Au début du 20e siècle, le curé Elphège-Prime Filiatrault modifie la bannière de Carillon afin de doter les Canadiens français d’un emblème national. Il ajoute à ce qu’on appellera le «Carillon moderne», soit une croix blanche, et retire les armes royales.
Maurice Duplessis veut faire du «Carillon moderne» LE drapeau national du Québec. Il aurait cependant voulu lui donner une touche personnelle. Il consulte alors le prêtre nationaliste Lionel Groulx. C’est lui qui aurait proposé de redresser les lys pour qu’ils pointent vers le haut.
Vers l’unifolié
Mais revenons au drapeau canadien. Après l’échec de 1945, il faudra attendre 15 ans avant que quelqu’un ne prenne la relève.
Dans les années 1960, Lester B. Pearson, reprend le bâton (pour ne pas dire le mât) du pèlerin. Il promet un nouveau drapeau à temps pour les célébrations du centenaire de la Confédération, en 1967. Facile à dire!
Élu premier ministre du Canada en 1963, Pearson crée en 1964 un comité parlementaire qui recevra plus de 2 400 suggestions de drapeau arborant notamment :
- des feuilles d’érable (1 611 suggestions)
- l’Union Jack (383)
- des étoiles (231)
- des fleurs de lys (184)
- des castors (116).
Entre en jeu George F. Stanley, alors doyen de la Faculté des arts du Collège militaire royal de Kingston en Ontario, et historien militaire.
En mars 1964, avant même les délibérations du comité, Stanley écrit à John Matheson, bras droit de Pearson et membre du comité du drapeau. Stanley explique qu’il faut un drapeau simple, reconnaissable de loin et dépourvu de symboles d’autres pays comme l’Union Jack ou la fleur de lys.
Il faut selon lui que le drapeau soit distinctement canadien. Le rouge est déjà associé au Canada, avec le Red Ensign.
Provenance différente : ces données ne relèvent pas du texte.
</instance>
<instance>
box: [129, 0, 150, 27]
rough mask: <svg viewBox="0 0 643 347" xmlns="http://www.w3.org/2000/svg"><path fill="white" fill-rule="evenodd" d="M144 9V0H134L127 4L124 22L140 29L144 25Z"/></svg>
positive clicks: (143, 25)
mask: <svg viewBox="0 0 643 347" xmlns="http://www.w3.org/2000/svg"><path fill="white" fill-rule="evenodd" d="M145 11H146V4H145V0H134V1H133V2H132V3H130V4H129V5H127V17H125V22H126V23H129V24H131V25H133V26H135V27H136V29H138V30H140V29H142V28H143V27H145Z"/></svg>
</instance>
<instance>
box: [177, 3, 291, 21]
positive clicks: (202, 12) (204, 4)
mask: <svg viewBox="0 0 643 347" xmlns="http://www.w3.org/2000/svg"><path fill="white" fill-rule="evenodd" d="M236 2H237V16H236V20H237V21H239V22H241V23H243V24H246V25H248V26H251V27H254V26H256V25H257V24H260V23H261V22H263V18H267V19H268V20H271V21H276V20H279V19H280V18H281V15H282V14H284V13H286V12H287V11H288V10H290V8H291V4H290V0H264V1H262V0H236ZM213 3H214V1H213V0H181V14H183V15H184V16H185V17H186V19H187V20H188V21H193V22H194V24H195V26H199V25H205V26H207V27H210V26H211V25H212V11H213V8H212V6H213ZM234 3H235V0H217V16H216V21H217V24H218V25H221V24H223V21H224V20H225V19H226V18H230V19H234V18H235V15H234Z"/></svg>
Quant à la feuille d’érable, elle fait partie de l’écu du Canada depuis longtemps.
Stanley va donc fortement s’inspirer du drapeau du Collège militaire royal de Kingston. Celui-ci a deux bandes verticales rouges avec au milieu une bande verticale blanche sur laquelle figure l’emblème de l’institution : un bras d’armure tenant trois feuilles d’érable surmonté d’une couronne.
Dans sa lettre, Stanley propose de substituer l’emblème de l’institution par une seule feuille d’érable rouge. Simple, mais il fallait y penser!
Après bien des débats, trois propositions sont retenues par le comité parlementaire, dont celle de Stanley. Tous les membres du comité votent pour l’unifolié.
La décision du comité sera suivie de vives discussions pendant six semaines à la Chambre des communes. Dans la nuit du 15 décembre 1964, après un débat musclé, les Communes adoptent l’unifolié par un vote de 163 contre 78.
Le nouveau drapeau sera hissé pour la première fois sur le Parlement le 15 février 1965. George F. Stanley deviendra par la suite lieutenant-gouverneur du Nouveau-Brunswick, de 1981 à 1987.
Outre le Québec, la plupart des provinces et les deux territoires de l’époque se doteront d’un drapeau dans les années 1960. La Nouvelle-Écosse l’avait fait en 1929 et Terre-Neuve-et-Labrador le fera en 1980. Le Nunavut aura le sien à sa création, en 1999.
Bien avant tout ça, les Acadiens avaient choisi un drapeau en 1884. Les Franco-Ontariens feront de même en 1975 et deviendront la deuxième communauté francophone de l’extérieur du Québec à avoir son drapeau.